Thermal throttling on HD58xx/69xx as an explanation? Now you are just grasping for straws.
The GPU performance delta between HD5870 and HD6970 for arithmetic / ALU computational work under traditional workloads compared to the HD7770 is vast.
HD6970 is 2.11x faster than HD7770 at single-precision calculations or ALU performance, meaning it could have ran at 440mhz and still tied an HD7770. Double precision performance on HD7770 is
8.44x slower than an HD6970. No amount of real world thermal throttling can explain how HD7770 would outperform an HD6970 in any compute app. Something else is the answer. Not only that but the thermal throttling theory itself is bogus as cards like HD5870/6970 don't thermal throttle if you adjust the PowerTune in CCC.
I had an HD6950 @ 6970 880mhz and ran MilkyWay@Home for more than half a year 24/7 loaded and it didn't throttle
once, despite this app loading the GPU to 99%. Stop spreading false information. Even your link shows throttling in Metro 2033 from 880mhz to 850mhz; and that type of drop cannot possibly explain why HD7770 would outperform an HD6970 in this DC app. The furmark throttling was implemented as early as HD5800 and Fermi series by both NV and AMD on purpose to stop the power virus from overloading the VRMs and killing GPUs. This was a well-known and investigated scenario. It's no wonder that Furmark throttled to 600mhz in that link.
If you increase PowerTune to +20%, there is no throttling whatsoever on any AMD cards and never has been on HD6970 even at 99% load in games or distributed computing projects. Of course you seem to be keen on always trying to find negatives in AMD cards rather than objectively trying to arrive at a root cause. As someone who ran countless DC projects on my unlocked 6950, I can say 6970 won't throttle at all.
Also, your logic for BIT_ALIGN_INT holds little water since HD5800/6900 destroy HD7770 in bitcoin mining, the very app that benefits from BIT_ALIGN_INT calculation. So that also can't be the answer. Not to mention BIT_ALIGN_INT is a purely ALU driven calculation and HD6970 has 2.11x the ALU performance over HD7770. Anything that relates to ALUs, shader speed, integer calculations, clock speeds cannot be the answer since HD7770 is inferior to HD5870/6970 in all of those areas. What's left? Architecture specific optimizations that this DC app uses.

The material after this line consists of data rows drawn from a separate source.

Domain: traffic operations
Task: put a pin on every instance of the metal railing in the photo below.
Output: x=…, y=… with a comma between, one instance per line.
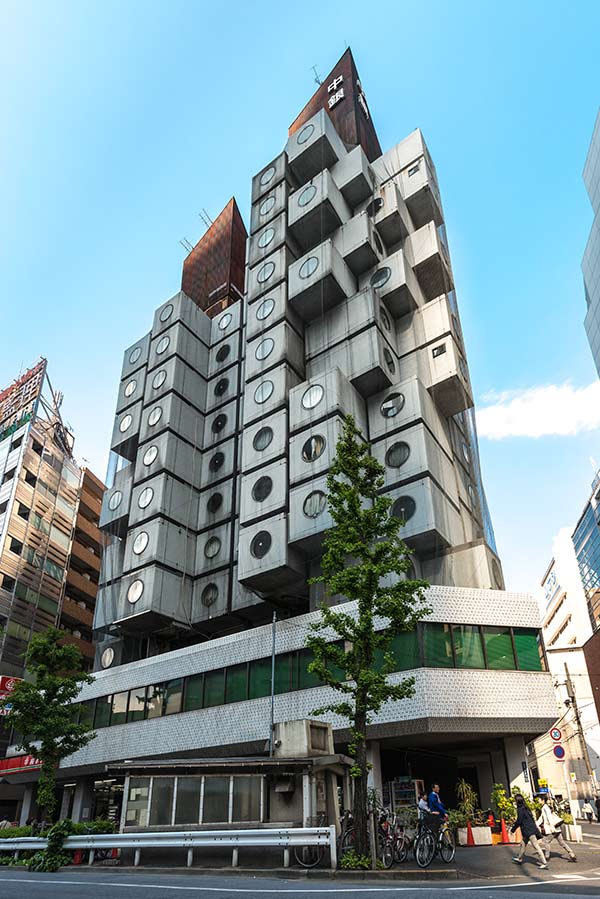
x=285, y=838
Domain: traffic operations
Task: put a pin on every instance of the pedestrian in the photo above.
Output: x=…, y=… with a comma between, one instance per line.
x=551, y=825
x=529, y=834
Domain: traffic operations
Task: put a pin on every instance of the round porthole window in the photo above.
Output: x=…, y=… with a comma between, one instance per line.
x=163, y=345
x=262, y=489
x=261, y=544
x=264, y=348
x=313, y=448
x=267, y=176
x=266, y=237
x=404, y=508
x=221, y=386
x=397, y=455
x=145, y=497
x=314, y=504
x=212, y=547
x=265, y=272
x=381, y=277
x=115, y=500
x=140, y=543
x=159, y=379
x=392, y=405
x=150, y=455
x=313, y=396
x=263, y=392
x=223, y=352
x=266, y=206
x=309, y=267
x=209, y=595
x=307, y=195
x=219, y=423
x=216, y=462
x=108, y=657
x=136, y=588
x=155, y=416
x=264, y=310
x=305, y=134
x=262, y=439
x=214, y=503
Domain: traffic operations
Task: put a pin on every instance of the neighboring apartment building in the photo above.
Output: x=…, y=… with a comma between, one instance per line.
x=227, y=418
x=591, y=258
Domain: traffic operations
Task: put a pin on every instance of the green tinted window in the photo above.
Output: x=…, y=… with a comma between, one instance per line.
x=498, y=648
x=437, y=646
x=467, y=646
x=527, y=646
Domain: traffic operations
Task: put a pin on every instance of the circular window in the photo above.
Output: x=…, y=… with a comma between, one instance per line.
x=263, y=392
x=305, y=134
x=262, y=439
x=309, y=267
x=313, y=448
x=108, y=657
x=397, y=455
x=381, y=276
x=266, y=237
x=150, y=455
x=212, y=547
x=219, y=423
x=404, y=508
x=307, y=195
x=214, y=503
x=216, y=461
x=264, y=310
x=389, y=361
x=209, y=595
x=115, y=500
x=162, y=345
x=159, y=379
x=264, y=348
x=265, y=272
x=261, y=544
x=145, y=497
x=135, y=591
x=392, y=405
x=313, y=396
x=374, y=206
x=267, y=176
x=262, y=489
x=223, y=352
x=314, y=504
x=155, y=416
x=266, y=206
x=221, y=386
x=140, y=543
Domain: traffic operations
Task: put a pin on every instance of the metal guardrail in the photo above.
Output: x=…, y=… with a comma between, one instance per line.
x=284, y=838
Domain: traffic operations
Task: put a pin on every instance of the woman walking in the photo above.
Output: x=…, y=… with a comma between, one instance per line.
x=529, y=834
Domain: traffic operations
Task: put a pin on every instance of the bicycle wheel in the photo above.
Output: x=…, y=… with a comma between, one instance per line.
x=425, y=849
x=447, y=846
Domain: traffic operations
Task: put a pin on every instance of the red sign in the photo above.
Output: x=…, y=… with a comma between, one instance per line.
x=17, y=764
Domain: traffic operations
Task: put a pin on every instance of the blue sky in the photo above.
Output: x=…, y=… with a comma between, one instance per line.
x=121, y=121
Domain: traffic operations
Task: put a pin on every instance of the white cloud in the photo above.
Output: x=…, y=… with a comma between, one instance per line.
x=554, y=409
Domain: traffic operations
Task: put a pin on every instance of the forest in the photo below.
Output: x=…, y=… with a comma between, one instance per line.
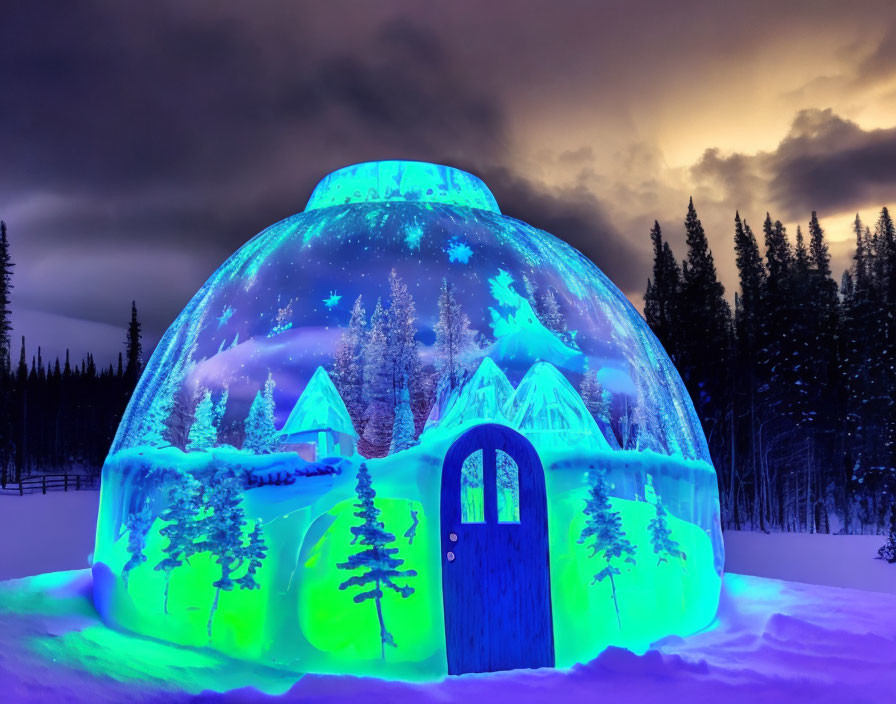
x=58, y=416
x=794, y=386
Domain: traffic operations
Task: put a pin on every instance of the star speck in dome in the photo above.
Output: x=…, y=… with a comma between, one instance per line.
x=332, y=300
x=458, y=251
x=226, y=315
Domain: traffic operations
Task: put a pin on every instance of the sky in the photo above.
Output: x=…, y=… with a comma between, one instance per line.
x=142, y=143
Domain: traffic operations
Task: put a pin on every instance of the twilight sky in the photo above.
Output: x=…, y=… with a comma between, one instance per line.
x=142, y=143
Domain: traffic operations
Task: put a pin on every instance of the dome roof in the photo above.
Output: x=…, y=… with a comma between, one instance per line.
x=403, y=395
x=281, y=304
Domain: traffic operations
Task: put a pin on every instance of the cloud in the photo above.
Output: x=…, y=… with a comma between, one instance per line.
x=825, y=163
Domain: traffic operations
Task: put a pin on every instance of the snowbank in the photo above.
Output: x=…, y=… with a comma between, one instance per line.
x=833, y=560
x=774, y=642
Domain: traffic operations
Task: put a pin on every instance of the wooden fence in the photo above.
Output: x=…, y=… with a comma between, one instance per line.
x=50, y=482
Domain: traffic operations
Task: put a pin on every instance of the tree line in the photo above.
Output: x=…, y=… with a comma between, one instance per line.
x=796, y=387
x=57, y=416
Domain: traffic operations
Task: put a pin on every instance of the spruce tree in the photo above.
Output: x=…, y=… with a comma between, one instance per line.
x=223, y=537
x=663, y=297
x=134, y=348
x=379, y=413
x=603, y=534
x=203, y=433
x=261, y=434
x=661, y=536
x=137, y=526
x=403, y=427
x=348, y=365
x=888, y=550
x=6, y=266
x=378, y=562
x=454, y=340
x=181, y=515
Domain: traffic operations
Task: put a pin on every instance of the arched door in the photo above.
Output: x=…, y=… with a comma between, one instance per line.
x=496, y=581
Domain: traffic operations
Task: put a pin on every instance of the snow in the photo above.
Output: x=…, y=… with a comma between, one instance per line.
x=320, y=407
x=833, y=560
x=46, y=533
x=772, y=642
x=549, y=411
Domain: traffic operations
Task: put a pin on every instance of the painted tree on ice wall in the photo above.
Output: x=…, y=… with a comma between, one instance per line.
x=661, y=537
x=137, y=525
x=182, y=515
x=603, y=528
x=378, y=561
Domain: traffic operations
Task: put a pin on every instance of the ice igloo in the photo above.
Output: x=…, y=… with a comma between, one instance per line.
x=402, y=434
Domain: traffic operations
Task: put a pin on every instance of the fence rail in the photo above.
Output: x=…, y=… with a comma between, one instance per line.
x=50, y=482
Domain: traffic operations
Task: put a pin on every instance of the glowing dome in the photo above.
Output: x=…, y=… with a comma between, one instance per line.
x=402, y=434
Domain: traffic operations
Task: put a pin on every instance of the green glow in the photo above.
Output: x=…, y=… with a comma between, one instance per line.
x=401, y=181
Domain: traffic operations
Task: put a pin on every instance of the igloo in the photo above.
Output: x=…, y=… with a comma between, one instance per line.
x=404, y=435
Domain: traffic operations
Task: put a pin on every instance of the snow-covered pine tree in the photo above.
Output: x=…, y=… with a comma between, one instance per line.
x=594, y=396
x=888, y=550
x=455, y=341
x=203, y=433
x=603, y=533
x=255, y=553
x=222, y=529
x=137, y=525
x=182, y=518
x=404, y=353
x=261, y=434
x=379, y=413
x=403, y=432
x=378, y=561
x=663, y=294
x=661, y=536
x=348, y=365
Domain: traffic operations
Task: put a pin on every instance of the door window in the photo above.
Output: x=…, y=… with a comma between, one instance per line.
x=472, y=495
x=508, y=476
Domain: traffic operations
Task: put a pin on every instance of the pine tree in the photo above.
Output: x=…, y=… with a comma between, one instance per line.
x=223, y=530
x=403, y=427
x=137, y=525
x=220, y=409
x=603, y=528
x=181, y=515
x=133, y=349
x=662, y=300
x=261, y=434
x=888, y=550
x=348, y=365
x=203, y=433
x=6, y=266
x=255, y=553
x=661, y=536
x=455, y=344
x=379, y=413
x=595, y=397
x=378, y=561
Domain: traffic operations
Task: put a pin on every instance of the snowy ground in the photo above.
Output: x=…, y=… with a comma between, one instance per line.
x=773, y=642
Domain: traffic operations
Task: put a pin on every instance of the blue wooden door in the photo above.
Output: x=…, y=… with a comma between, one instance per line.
x=495, y=564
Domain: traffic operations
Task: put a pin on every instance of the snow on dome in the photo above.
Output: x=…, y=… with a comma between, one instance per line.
x=401, y=181
x=482, y=398
x=401, y=434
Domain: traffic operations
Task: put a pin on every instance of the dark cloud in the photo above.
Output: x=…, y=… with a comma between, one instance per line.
x=825, y=163
x=141, y=146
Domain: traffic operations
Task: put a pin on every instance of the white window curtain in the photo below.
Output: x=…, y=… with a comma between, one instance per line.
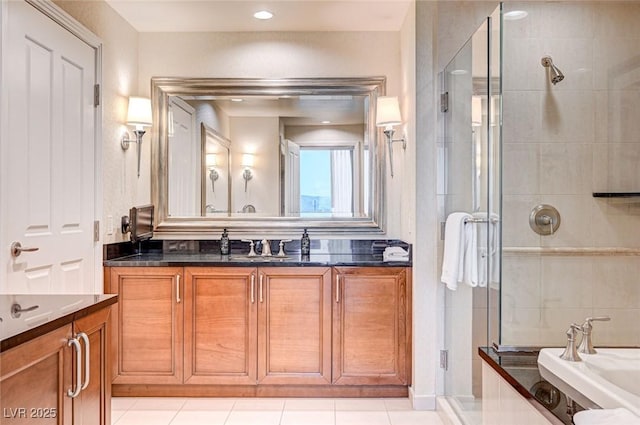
x=342, y=182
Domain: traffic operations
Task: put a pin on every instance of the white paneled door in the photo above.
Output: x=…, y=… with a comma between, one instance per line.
x=48, y=158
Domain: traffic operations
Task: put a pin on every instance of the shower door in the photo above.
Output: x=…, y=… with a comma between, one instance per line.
x=469, y=182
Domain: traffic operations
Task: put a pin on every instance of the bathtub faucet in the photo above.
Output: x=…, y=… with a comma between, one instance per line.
x=586, y=345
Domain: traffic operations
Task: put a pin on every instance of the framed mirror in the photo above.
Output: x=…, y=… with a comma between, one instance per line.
x=267, y=155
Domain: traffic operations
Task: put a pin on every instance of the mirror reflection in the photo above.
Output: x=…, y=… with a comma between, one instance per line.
x=252, y=149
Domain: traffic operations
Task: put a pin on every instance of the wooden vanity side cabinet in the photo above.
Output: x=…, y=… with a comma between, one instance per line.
x=220, y=325
x=294, y=325
x=37, y=375
x=371, y=326
x=148, y=322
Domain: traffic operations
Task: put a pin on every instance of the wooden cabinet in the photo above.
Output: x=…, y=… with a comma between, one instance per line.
x=220, y=325
x=37, y=376
x=294, y=325
x=249, y=326
x=371, y=326
x=148, y=324
x=261, y=330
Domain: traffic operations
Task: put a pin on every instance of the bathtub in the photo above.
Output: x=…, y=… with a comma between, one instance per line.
x=608, y=379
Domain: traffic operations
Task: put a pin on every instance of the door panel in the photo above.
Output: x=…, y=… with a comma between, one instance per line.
x=48, y=166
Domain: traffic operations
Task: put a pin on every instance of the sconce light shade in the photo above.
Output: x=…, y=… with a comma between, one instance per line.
x=211, y=160
x=139, y=112
x=247, y=160
x=388, y=111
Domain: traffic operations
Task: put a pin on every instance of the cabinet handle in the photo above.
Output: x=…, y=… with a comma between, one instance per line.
x=73, y=393
x=178, y=289
x=261, y=299
x=87, y=356
x=253, y=288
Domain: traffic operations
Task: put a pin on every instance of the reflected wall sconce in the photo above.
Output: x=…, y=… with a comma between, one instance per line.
x=210, y=160
x=247, y=163
x=138, y=115
x=388, y=116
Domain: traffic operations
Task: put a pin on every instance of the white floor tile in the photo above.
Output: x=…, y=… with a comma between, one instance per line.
x=414, y=417
x=195, y=417
x=362, y=418
x=147, y=417
x=122, y=403
x=398, y=404
x=360, y=404
x=158, y=403
x=310, y=404
x=211, y=403
x=259, y=404
x=308, y=417
x=256, y=417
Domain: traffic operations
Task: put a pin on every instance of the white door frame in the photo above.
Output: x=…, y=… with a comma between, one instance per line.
x=67, y=22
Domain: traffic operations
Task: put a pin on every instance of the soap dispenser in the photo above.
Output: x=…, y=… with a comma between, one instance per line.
x=305, y=243
x=224, y=243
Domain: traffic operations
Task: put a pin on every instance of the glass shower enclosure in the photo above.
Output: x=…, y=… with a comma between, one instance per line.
x=469, y=182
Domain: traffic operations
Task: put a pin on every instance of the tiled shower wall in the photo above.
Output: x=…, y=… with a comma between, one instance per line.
x=560, y=144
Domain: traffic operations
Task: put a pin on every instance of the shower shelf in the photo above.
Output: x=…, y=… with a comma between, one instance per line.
x=616, y=194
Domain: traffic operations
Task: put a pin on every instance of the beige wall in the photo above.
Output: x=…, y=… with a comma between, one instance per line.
x=121, y=188
x=561, y=143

The only way HD7770 can beat HD5870/6970 in a non-traditional compute task (i.e., not related to pure ALU, single-precision or double precision performance) is if it uses specific instructions that benefit an architecture that performs faster in OpenCL or DirectCompute, which GCN happens to run faster than Cypress/Cayman in a lot of these style apps. If we look at Compute performance under OpenCL, t
here are situations where HD7770 outperforms HD6970.